Brazilians Losing Money Before Soybean Crop Gets Planted

October 17, 2014

Although soybean prices are twice what they were ten years ago, global output is flooding demand.  U.S. soybean production is forecast to climb 17% to 106.87 million tons brining global carryover inventories before next year’s harvest to 90.67 million tons according to the U.S. Department of Agriculture (USDA).
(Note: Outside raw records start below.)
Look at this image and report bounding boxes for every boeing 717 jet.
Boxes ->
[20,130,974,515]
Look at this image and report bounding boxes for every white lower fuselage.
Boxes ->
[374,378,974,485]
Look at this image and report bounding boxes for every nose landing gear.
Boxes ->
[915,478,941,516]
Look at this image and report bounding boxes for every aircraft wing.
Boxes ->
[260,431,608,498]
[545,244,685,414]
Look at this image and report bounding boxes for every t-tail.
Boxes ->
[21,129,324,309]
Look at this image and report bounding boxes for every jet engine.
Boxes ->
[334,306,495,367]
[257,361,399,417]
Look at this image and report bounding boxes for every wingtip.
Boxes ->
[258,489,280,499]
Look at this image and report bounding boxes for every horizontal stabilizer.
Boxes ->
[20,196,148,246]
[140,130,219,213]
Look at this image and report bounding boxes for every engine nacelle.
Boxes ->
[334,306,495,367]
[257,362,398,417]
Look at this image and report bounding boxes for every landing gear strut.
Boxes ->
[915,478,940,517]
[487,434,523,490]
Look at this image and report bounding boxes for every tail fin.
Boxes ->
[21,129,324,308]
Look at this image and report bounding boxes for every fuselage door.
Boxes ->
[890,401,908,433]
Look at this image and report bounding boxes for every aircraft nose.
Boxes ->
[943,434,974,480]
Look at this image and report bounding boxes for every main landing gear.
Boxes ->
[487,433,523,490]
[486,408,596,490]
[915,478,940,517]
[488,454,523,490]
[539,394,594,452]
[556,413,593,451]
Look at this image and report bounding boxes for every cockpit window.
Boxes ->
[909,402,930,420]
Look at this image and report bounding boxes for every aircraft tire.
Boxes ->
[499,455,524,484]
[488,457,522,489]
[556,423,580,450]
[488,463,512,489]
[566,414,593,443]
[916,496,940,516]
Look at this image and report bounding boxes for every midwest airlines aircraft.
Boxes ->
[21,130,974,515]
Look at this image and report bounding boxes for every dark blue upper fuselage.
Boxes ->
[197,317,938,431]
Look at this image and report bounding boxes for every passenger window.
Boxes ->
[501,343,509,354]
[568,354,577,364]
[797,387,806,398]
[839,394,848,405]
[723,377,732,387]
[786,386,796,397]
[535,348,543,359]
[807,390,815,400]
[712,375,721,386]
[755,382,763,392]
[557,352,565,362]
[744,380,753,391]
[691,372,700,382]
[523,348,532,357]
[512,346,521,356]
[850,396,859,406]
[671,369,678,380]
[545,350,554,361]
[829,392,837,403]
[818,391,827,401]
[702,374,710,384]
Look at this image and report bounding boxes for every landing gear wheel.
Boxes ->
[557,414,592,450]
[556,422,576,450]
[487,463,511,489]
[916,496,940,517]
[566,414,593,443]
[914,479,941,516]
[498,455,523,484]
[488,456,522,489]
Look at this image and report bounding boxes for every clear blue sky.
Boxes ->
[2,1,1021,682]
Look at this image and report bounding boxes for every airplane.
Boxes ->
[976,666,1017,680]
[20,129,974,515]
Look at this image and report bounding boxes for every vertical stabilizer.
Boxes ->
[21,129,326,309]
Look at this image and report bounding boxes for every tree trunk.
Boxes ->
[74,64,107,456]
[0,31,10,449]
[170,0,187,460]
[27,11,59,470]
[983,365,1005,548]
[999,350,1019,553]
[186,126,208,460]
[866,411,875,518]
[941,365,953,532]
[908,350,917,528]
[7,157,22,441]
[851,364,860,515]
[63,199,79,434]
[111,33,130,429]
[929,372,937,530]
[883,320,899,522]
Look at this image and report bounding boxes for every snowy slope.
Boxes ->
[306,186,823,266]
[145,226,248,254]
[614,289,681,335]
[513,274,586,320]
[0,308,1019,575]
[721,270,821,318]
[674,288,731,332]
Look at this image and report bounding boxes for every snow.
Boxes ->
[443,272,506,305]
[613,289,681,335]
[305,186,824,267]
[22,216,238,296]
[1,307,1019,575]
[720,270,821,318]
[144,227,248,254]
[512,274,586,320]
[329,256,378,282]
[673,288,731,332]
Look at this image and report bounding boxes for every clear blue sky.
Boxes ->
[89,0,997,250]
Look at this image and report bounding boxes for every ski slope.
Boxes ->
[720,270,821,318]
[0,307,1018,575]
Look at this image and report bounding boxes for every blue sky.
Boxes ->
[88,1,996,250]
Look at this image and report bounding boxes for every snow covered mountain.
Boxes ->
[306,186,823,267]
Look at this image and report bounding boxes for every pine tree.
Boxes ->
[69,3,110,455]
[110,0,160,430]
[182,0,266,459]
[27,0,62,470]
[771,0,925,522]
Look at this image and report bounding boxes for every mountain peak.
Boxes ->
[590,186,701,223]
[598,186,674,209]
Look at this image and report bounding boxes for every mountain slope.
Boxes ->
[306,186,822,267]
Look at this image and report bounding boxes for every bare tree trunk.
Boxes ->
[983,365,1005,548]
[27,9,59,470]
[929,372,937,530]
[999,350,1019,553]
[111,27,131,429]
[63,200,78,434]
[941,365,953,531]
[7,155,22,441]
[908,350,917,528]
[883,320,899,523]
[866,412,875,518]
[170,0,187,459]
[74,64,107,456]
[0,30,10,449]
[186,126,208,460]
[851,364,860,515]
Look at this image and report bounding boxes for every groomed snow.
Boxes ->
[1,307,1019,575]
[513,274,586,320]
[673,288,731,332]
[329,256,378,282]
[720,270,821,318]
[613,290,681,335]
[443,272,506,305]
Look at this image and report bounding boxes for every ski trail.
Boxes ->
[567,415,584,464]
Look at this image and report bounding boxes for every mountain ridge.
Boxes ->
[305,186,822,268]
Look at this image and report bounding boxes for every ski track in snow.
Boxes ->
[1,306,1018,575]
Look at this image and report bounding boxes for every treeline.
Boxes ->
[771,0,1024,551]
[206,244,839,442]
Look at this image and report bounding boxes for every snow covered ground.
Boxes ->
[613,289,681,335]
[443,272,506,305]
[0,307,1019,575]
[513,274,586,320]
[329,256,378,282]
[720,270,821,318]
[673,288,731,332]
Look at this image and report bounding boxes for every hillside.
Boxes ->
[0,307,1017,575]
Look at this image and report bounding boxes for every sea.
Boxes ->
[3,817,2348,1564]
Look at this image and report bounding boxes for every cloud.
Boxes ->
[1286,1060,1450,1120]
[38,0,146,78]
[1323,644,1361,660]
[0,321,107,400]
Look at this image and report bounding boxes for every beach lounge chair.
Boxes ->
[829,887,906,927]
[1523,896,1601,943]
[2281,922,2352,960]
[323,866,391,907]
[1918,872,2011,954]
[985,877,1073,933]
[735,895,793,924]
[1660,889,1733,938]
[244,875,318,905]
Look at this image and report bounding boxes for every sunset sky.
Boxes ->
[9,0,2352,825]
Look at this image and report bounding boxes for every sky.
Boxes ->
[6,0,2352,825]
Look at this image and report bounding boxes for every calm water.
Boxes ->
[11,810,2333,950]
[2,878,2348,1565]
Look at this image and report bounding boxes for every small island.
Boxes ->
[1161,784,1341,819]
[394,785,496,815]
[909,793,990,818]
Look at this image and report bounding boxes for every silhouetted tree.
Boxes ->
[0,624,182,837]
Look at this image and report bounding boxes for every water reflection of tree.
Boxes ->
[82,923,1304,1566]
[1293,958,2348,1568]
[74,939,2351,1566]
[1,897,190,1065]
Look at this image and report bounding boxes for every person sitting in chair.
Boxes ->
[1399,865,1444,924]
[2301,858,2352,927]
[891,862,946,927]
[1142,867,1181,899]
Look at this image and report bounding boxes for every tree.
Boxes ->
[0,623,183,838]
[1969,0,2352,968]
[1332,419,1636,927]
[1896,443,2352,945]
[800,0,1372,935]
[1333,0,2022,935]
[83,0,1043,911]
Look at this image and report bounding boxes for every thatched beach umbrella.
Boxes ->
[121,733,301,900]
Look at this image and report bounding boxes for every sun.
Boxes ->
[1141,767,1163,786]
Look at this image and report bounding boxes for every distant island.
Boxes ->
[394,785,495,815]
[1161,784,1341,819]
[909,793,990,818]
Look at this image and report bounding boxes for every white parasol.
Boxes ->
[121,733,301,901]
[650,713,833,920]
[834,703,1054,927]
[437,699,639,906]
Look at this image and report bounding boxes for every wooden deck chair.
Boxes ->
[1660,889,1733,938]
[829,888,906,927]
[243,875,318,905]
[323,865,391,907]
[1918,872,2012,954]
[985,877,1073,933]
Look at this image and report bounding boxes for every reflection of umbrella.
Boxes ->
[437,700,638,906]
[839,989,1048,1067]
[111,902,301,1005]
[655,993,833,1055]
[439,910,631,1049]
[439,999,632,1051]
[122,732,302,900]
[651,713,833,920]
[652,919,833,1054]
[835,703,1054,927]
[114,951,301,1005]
The surplus will be the highest on record and will equal 31.9% of global demand – compared to a surplus of 24.5% of global demand a year earlier.  Brazilian soybean output has quadrupled over the past 20 years and global harvests have increased by 30% over the past three years as demand from China brought record prices in 2012, however global demand has increased by 10%.  Brazil’s state of Mato Grosso has doubled its area under soybean cultivation since 2002 to 9 million hectares and production from the state is forecast to be between 27.5 million and 28.3 million tons – more than China produces.  The momentum of increasing soybean production has not yet adjusted to the rate of global demand.  Soybean farmers in Mato Grosso have sold only 11% of their crop compared to 50% of their crop at this time a year ago.  The global surplus scenario has caused soybean prices to plunge over the past months and Brazil is beginning to see farm spending decrease and expects a decrease in area planted in soybeans in 2015 for the first time since 2006.